After a day of dialogue, one of the most exciting tendrils of thought was the opportunity to use the carrot of federal funding to shift the regulatory/financial/governmental landscape across the country toward the principles that the smart growth and sustainability movements have been advocating for decades. The opportunity here is more than simply another federal grant. If deployed strategically, the work of the Partnership for Sustainable Communities could represent the tipping point in sustainable land use and transportation, much the way that the National Interstate and Defense Highways Act of 1956 was the tipping point that locked us into the land use and transportation patterns that we see today.
One need only look to Race to the Top funds from the United States Department of Education to see a successful example of how federal funding incentivizes significant, lasting legislative fixes to problems that would have been deemed intractable as little as a year ago.
For those unfamiliar with the Race to the Top program, The New York Times recently wrote a compelling article documenting the effect that it has had on the education system across the United States. They note:
“[Race to the Top] has turned a relatively modest federal program (the $4.3 billion budget represents less than 1 percent of all federal, state and local education spending) into high-yield leverage that could end up overshadowing health care reform in its impact…”
Across the country, enlightened self-interest drove unions to work with state legislatures. Democratic legislators who were reluctant to support charter schools were suddenly supportive, and teacher and principal accountability became a pre-requisite to even having a chance at receiving federal funding. In a highly-politicized Washington, DC, Obama administration officials even earned this accolade from the other side of the aisle:
“That President Obama did [education reform] is a total game changer,” says [Paul] Pastorek, the Louisiana schools superintendent, who is a Republican working for a Republican governor, Bobby Jindal. “If he really sticks to this, education will never be the same.”

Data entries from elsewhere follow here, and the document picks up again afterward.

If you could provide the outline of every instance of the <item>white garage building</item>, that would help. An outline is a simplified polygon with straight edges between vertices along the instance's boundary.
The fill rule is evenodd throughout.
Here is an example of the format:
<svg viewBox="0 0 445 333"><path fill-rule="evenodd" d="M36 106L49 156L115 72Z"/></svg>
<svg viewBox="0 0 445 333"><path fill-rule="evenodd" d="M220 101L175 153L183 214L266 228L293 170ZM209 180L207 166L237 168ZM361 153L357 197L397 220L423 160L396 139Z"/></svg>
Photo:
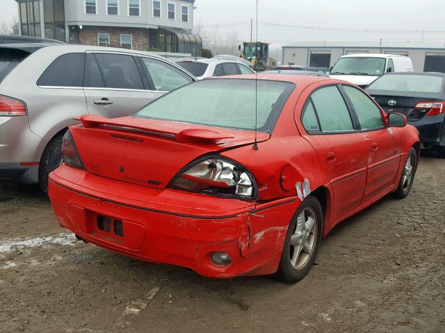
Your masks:
<svg viewBox="0 0 445 333"><path fill-rule="evenodd" d="M445 73L445 44L296 42L282 46L283 65L330 67L341 56L354 53L387 53L407 56L414 71Z"/></svg>

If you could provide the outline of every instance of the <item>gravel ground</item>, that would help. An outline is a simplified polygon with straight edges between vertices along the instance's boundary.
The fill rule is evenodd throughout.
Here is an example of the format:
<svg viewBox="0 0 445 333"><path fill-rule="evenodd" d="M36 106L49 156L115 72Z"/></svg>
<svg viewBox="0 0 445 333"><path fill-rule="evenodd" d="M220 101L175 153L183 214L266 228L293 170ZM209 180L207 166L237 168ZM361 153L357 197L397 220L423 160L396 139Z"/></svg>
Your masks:
<svg viewBox="0 0 445 333"><path fill-rule="evenodd" d="M444 332L445 160L337 227L309 275L212 280L76 241L36 187L0 180L0 331Z"/></svg>

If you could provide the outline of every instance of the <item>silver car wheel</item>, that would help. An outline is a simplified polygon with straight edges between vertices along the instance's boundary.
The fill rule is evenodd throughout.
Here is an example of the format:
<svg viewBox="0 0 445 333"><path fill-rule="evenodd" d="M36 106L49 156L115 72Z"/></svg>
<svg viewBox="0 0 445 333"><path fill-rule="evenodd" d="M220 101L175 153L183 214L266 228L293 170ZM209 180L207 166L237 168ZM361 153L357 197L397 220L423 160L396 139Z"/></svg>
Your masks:
<svg viewBox="0 0 445 333"><path fill-rule="evenodd" d="M301 269L307 263L317 239L317 214L307 207L298 215L296 230L291 236L291 264L294 269Z"/></svg>
<svg viewBox="0 0 445 333"><path fill-rule="evenodd" d="M414 173L412 172L414 170L413 163L414 158L412 155L410 155L406 163L405 164L403 174L402 176L402 189L403 191L406 191L407 189L411 184L411 181L412 180L412 176L414 176Z"/></svg>

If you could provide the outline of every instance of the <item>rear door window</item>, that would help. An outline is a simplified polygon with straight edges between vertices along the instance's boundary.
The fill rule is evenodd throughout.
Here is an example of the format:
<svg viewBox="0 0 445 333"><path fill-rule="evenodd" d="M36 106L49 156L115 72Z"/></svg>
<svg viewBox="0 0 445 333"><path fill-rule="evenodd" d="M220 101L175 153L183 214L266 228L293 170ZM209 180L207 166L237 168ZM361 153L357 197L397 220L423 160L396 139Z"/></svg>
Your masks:
<svg viewBox="0 0 445 333"><path fill-rule="evenodd" d="M385 127L380 109L369 97L353 87L344 85L343 88L353 103L362 130L375 130Z"/></svg>
<svg viewBox="0 0 445 333"><path fill-rule="evenodd" d="M175 66L151 58L141 58L156 90L171 92L193 79Z"/></svg>
<svg viewBox="0 0 445 333"><path fill-rule="evenodd" d="M318 89L312 94L311 99L323 132L354 130L350 114L337 86Z"/></svg>
<svg viewBox="0 0 445 333"><path fill-rule="evenodd" d="M82 87L85 70L85 53L60 56L37 80L40 87Z"/></svg>
<svg viewBox="0 0 445 333"><path fill-rule="evenodd" d="M143 89L144 85L135 59L125 54L95 53L107 88Z"/></svg>
<svg viewBox="0 0 445 333"><path fill-rule="evenodd" d="M248 68L247 66L244 66L243 65L238 64L238 68L239 69L239 71L241 74L253 74L253 71L252 69Z"/></svg>
<svg viewBox="0 0 445 333"><path fill-rule="evenodd" d="M30 53L13 49L0 49L0 83Z"/></svg>
<svg viewBox="0 0 445 333"><path fill-rule="evenodd" d="M238 75L241 73L237 64L233 62L222 64L222 67L224 68L224 75Z"/></svg>
<svg viewBox="0 0 445 333"><path fill-rule="evenodd" d="M99 65L94 54L86 55L86 72L85 75L84 87L92 88L104 88L105 83L99 68Z"/></svg>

The Sustainable Communities Partnership can be the same type of defining moment for re-shaping the built environment. Already, Secretary Donovan has announced that, “HUD will be using location-efficiency to score our grant applications.” But the grants are an opportunity to leverage even better returns from local and state governments.
To illustrate the point, let’s play an exercise of, “What if?”
What if to be competitive for federal Sustainable Communities funding, any state would need to:
- have mode-neutral transportation funding (might Washington state’s gas tax be used for walking, biking and transit?);
- require green stormwater infrastructure/low impact development for stormwater management;
- have a state-level Complete Streets ordinance;
- create a transfer of development rights market;
- remove parking requirements;
- include green house gas emissions forecasts in all projects;
If these were the requirements to effectively compete with other states for federal funds, what existing, rutted conversations could be overcome? What state-level legislative actions might such funding requirements encourage? The possibilities are, seemingly, endless. Let’s hope we use the opportunity wisely.